Mengerti Batas Ambisi dan Ilusi

Senyum semringah menghias wajah Menteri Pemuda dan Olahraga (Menpora) Indonesia Roy Suryo saat melepas para atlet untuk berjuang di ajang Asian Games 2014 bulan September lalu. Dengan penuh percaya diri, Menpora menyebut sembilan emas menjadi target yang diemban oleh kontingen Indonesia yang siap lepas landas menuju Incheon, Korea Selatan.

Di balik kerasnya ucapan Amin yang mengiringi pernyataan Menpora, tentunya ada tanya yang lebih keras darimana rumusan target sembilan emas tersebut berasal. Pasalnya, berharap target sembilan emas itu bisa terwujud lebih sulit daripada sekedar berharap turunnya hujan deras tanpa didahului oleh pekatnya mendung. Batas antara ambisi dan ilusi pun mengapung seiring dengan mengudaranya target sembilan emas yang dibawa oleh kontingen Indonesia.

Pelepasan 1

Menilik prestasi Indonesia di ajang Asian Games dari tahun ke tahun, tentunya munculnya target sembilan emas menjadi sebuah hal yang patut ditanyakan dasarnya. Catatan medali emas terbanyak bagi Indonesia ada di tahun 1962 saat Indonesia menjadi tuan rumah dimana ketika itu Indonesia meraih 11 emas. Di luar itu, torehan terbaik Indonesia ada di tahun 1978 dimana Indonesia meraih 8 medali emas.

Walaupun kemudian ada argumen bahwa medali emas yang diperebutkan saat ini jumlahnya jauh lebih banyak dibandingkan dekade 1960-an dan 1970-an, 400-an medali emas berbanding 200-an medali emas sehingga mungkin itu nantinya diharapkan berbanding lurus, hal itu justru semakin menunjukkan kemunduran prestasi olahraga Indonesia di kancah persaingan Asia.

Pasalnya semenjak era ketersediaan medali emas di kisaran 400-an, Indonesia hanya mampu meraup paling banyak empat medali emas di tahun 2002 dan 2010 serta dua medali emas di tahun 2010. Banyaknya jumlah medali emas yang diperebutkan kemudian nyatanya tidak signifikan dengan perolehan emas Indonesia.

Semua fakta sejarah yang ada sejatinya pun kemudian bisa dikesampingkan untuk menegaskan bahwa target sembilan medali emas di Asian Games 2014 ini bukanlah sebuah hal yang main-main. Namun kemudian ketika pernyataan ini diuji oleh fakta di lapangan tentang persiapan menuju Asian Games ini yang tak sesuai harapan.

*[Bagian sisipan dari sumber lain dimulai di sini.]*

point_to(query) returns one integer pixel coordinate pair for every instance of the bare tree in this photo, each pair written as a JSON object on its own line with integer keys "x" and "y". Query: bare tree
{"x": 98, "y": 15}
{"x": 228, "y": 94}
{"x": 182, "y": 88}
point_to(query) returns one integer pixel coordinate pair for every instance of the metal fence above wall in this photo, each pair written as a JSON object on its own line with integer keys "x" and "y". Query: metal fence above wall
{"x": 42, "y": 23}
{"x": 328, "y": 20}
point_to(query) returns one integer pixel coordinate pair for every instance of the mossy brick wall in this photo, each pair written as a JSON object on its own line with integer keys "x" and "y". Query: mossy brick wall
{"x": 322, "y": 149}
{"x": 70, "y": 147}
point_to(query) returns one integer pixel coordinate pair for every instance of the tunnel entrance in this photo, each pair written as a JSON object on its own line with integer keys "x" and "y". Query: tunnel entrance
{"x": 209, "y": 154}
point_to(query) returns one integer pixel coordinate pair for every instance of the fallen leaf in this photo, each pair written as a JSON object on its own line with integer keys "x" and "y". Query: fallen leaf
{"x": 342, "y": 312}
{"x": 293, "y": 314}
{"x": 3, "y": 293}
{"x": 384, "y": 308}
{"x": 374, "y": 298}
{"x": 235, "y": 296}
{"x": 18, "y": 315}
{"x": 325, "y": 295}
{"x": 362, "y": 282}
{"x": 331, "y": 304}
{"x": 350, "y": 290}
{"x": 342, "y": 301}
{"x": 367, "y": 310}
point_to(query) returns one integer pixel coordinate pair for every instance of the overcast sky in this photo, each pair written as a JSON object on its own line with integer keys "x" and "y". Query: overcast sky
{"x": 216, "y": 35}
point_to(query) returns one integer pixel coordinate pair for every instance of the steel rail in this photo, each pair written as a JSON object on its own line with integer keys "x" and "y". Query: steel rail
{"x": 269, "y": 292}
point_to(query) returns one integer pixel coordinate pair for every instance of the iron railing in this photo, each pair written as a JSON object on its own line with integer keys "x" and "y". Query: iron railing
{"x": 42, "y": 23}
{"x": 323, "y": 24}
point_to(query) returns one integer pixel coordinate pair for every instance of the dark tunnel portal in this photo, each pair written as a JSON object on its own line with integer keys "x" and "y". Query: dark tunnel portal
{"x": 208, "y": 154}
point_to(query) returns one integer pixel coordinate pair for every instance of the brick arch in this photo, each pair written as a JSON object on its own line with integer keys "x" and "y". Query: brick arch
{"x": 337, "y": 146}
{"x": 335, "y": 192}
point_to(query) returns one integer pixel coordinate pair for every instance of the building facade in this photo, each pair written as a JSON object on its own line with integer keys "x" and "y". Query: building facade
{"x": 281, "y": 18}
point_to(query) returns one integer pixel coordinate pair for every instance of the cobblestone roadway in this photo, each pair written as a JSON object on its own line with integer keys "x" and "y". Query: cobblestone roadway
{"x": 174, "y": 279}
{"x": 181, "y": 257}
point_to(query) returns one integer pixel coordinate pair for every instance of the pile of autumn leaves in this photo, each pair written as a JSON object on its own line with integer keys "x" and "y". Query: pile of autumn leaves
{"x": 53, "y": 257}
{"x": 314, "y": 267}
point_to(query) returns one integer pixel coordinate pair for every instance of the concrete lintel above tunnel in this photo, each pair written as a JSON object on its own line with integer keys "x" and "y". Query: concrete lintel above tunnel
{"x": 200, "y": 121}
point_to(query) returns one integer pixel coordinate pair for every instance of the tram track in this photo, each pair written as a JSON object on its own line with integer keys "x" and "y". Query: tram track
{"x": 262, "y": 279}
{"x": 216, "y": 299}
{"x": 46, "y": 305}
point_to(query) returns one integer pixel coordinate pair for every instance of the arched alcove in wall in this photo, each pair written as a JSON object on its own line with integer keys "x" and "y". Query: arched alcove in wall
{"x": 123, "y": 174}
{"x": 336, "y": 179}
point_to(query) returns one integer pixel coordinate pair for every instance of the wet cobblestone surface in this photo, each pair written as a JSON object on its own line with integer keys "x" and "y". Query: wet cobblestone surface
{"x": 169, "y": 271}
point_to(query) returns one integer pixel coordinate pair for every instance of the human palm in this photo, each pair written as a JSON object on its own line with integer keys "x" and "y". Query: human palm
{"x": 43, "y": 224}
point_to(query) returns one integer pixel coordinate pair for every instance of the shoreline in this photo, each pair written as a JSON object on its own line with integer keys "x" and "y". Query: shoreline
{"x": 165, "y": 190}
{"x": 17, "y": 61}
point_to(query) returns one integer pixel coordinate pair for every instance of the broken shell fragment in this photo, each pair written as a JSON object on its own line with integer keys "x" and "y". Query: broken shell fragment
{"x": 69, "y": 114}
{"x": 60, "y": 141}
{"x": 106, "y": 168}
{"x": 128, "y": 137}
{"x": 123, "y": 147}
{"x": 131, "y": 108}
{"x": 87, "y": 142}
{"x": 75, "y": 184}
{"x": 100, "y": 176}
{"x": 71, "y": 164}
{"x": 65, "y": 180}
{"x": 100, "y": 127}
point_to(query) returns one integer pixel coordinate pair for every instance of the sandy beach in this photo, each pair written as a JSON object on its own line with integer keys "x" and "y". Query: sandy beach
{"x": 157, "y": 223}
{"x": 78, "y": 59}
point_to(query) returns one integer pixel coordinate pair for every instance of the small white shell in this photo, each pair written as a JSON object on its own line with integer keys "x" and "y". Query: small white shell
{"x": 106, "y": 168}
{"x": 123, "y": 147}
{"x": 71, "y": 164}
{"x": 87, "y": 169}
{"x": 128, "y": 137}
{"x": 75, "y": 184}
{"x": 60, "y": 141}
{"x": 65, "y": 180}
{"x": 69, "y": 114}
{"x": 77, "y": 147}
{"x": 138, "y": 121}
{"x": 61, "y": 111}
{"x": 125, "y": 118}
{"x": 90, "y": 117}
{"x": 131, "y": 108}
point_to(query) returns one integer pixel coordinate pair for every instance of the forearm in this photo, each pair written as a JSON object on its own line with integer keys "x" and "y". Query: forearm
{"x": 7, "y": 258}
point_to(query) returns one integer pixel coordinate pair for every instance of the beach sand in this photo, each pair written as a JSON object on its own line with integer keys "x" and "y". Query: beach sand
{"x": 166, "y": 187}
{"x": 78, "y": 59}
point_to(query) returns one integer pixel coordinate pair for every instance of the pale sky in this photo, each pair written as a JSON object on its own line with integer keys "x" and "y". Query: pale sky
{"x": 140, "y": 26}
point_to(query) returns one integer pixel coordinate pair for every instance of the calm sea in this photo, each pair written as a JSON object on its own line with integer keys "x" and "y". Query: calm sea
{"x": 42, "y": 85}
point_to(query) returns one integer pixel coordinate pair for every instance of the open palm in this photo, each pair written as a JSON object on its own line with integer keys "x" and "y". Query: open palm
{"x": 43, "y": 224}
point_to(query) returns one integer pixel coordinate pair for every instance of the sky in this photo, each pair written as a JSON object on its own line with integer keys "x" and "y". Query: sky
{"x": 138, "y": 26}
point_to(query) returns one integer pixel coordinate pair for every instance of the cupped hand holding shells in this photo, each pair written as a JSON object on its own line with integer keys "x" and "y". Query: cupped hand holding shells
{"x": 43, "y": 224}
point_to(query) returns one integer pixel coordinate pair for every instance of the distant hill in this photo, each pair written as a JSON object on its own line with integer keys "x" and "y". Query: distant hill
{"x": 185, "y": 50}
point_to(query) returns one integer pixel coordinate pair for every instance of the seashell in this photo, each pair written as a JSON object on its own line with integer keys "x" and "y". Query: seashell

Andaikata persiapan Asian Games ini adalah persiapan jangka panjang yang sudah dirumuskan sejak jauh-jauh hari, tentunya target sembilan emas kemudian menjadi lebih masuk akal. Namun yang terjadi adalah persiapan para atlet masih akrab dengan kalimat telatnya uang saku, suplemen dan nutrisi yang tidak tercukupi, belum turunnya peralatan latihan, belum adanya peralatan pertandingan, dan beberapa hal lainnya yang jelas mengganggu fokus dan konsentrasi.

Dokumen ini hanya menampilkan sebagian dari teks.